Araf s. 31. Ayetinin  meali br çok mealde , " Camiye giderken güzel elbiseler giyin" gibi komik bir anlama büründürülerek yapılmıştır. Bu şekil mealler Kur'an mantığını ve bütünlüğünü hiçe sayarak yapılan mealler olup bağlamdan kopuk anlam vermenin bir örneğidir.

"Mescid" kelimesi , "Secde edilecek mekan" anlamında bir kelime olması nedeni ile , secde etmeyi sadece ritüel anlamda görenler , olayı sadece camide güzel elbise giymek anlamında anlama kabiliyetini!! göstermişlerdir. Secde kelimesi anlam itibarı ile hayatının her anında Allah (c.c) emri doğrultusunda hareket etmek demek olup , bu anlamda her yer bir nevi mescid sayılır. 

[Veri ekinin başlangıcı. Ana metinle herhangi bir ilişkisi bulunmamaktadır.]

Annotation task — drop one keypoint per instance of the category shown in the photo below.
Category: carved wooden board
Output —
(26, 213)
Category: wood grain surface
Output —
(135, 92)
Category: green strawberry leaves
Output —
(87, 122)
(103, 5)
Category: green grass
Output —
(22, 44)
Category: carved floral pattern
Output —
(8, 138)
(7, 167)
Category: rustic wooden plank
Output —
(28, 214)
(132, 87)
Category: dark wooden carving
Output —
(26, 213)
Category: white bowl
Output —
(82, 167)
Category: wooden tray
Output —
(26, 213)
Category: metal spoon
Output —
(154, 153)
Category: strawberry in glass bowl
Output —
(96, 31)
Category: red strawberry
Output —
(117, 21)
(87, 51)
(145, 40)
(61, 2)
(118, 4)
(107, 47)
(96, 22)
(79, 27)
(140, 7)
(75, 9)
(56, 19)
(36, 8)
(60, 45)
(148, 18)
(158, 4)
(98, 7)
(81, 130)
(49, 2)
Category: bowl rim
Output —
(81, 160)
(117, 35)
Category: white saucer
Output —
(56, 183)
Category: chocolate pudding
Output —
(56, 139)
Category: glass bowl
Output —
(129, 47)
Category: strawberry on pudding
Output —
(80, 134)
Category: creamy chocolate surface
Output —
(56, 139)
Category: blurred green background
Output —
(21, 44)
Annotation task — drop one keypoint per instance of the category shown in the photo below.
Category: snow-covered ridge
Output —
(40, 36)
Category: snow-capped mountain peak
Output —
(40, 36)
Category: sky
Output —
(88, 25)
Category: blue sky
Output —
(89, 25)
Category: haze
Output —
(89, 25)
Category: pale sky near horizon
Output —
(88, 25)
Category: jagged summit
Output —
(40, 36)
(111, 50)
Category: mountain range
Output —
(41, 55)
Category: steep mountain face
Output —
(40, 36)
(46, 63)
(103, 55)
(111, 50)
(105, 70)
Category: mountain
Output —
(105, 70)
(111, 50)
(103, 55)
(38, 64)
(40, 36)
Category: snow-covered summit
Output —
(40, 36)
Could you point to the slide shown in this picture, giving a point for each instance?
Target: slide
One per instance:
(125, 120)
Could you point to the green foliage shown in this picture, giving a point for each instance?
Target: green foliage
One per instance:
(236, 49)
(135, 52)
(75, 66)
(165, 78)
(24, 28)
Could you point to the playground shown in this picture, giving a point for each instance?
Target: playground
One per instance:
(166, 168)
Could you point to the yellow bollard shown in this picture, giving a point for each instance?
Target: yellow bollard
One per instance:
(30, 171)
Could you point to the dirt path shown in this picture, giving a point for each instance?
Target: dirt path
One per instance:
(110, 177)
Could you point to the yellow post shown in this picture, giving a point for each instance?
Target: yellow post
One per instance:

"Zinet" kelimesi ; İnsanı Dünya ve Ahirette çirkinleştirmeyen , rezil etmeyen" şeye verilen bir isim olarak , yapışılması emredilen Zinetin burada mecaz bir kullanım olduğu , bu kelime ile kast edilen şeyin "Vahiy" olduğu anlaşılmaktadır. Allah (c.c) hayatın her anında bizlere vahye yapışmamızı emretmektedir.

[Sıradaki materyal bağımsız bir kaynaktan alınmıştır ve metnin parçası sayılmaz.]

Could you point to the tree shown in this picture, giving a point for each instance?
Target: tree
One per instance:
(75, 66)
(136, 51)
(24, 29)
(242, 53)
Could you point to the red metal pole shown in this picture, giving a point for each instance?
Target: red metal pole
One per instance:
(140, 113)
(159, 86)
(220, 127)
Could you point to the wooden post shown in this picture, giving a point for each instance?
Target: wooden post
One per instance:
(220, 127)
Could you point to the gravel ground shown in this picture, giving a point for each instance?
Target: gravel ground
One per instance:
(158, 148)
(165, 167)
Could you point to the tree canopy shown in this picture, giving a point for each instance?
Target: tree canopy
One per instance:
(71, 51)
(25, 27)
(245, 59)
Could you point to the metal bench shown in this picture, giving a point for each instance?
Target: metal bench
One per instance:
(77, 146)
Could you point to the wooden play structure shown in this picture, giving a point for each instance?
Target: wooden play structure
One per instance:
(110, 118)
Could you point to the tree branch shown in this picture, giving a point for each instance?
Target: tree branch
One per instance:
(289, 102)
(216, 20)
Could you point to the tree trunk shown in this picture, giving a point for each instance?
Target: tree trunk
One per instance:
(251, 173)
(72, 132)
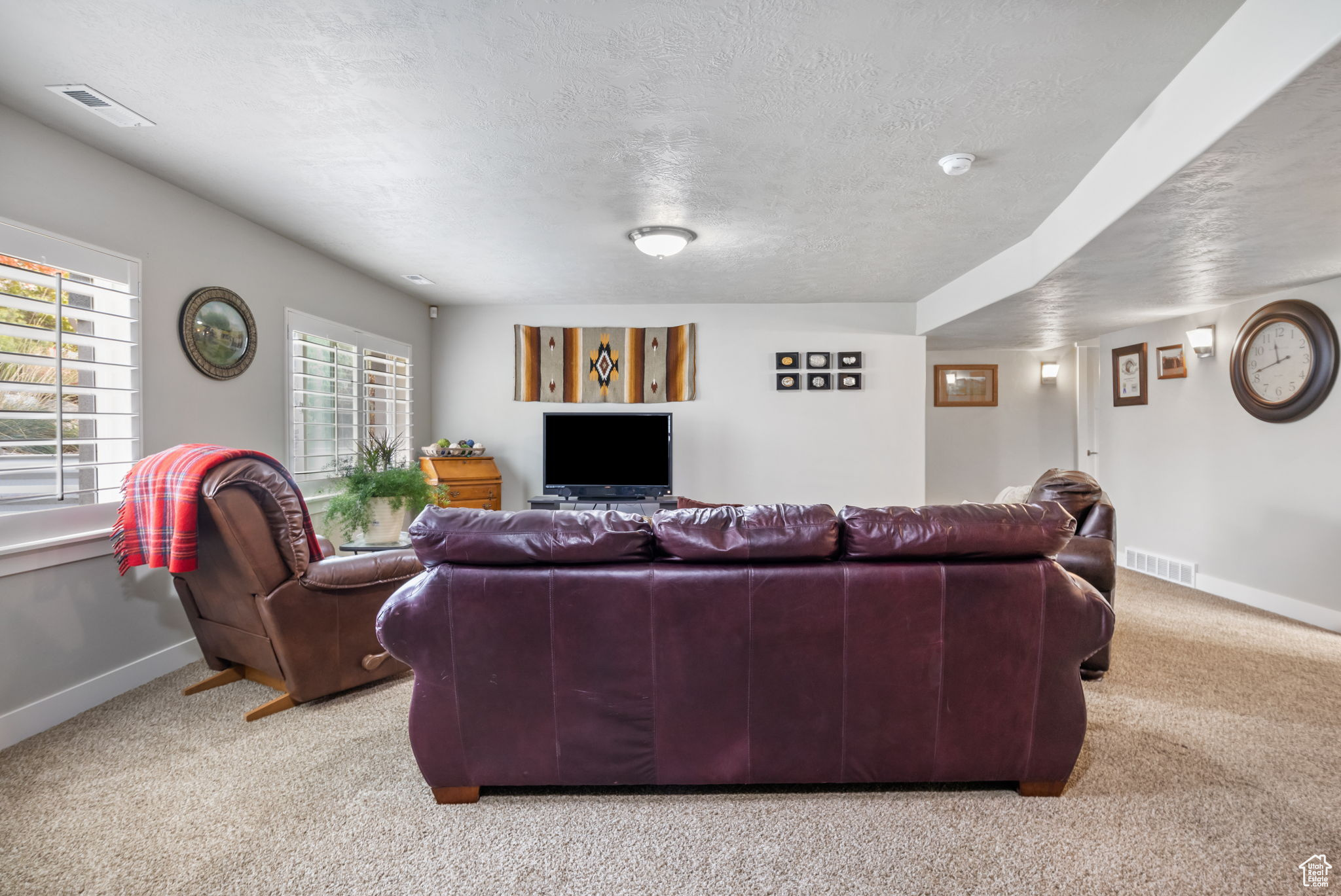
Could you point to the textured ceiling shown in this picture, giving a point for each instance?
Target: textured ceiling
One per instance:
(505, 148)
(1253, 215)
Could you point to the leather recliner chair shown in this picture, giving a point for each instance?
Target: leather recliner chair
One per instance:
(1092, 553)
(265, 611)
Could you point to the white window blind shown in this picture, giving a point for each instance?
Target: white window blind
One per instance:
(346, 385)
(69, 385)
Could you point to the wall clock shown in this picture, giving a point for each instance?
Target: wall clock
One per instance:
(1285, 361)
(217, 332)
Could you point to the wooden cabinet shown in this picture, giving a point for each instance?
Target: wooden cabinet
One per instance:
(471, 482)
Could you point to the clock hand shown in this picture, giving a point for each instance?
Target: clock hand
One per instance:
(1273, 364)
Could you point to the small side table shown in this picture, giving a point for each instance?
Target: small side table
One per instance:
(365, 548)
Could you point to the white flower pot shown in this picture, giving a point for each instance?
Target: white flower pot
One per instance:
(384, 525)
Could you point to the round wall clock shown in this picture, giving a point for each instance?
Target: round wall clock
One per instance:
(1285, 361)
(217, 332)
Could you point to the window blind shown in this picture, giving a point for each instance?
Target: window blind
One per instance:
(346, 385)
(69, 387)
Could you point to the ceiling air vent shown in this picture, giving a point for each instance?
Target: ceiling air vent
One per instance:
(101, 105)
(1164, 567)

"Zinet" kelimesi ; "Değerli Eşya" anlamını da içinde barındırdığı için , İnsanın Dünya hayatı içinde sahip olduğu bu tür eşyaya verdiği ve onu koruma hususunda nasıl titizlik gösterdiği üzerinden , Kur'anında böyle bir titizlik içinde korunması ve değer verilmesi emredilmiş ve hayatın her safhasında pratize edilmesi istenmiştir. 

Bu koruma maalesef , içeriğinin hayata pratizesi olarak değil , Mushafın en güzel süslenmiş kaplara konularak hiç dokunulmayacak bir yerde saklanması olarak algılandığı için , evlerin en mutena yerinde kimsenin erişemeyeği bir yerde asılı durması olarak anlaşılmış ve hala bir çok evde bu halde muamele görmektedir.

                                 EN DOĞRUSUNU ALLAH (C.C) BİLİR.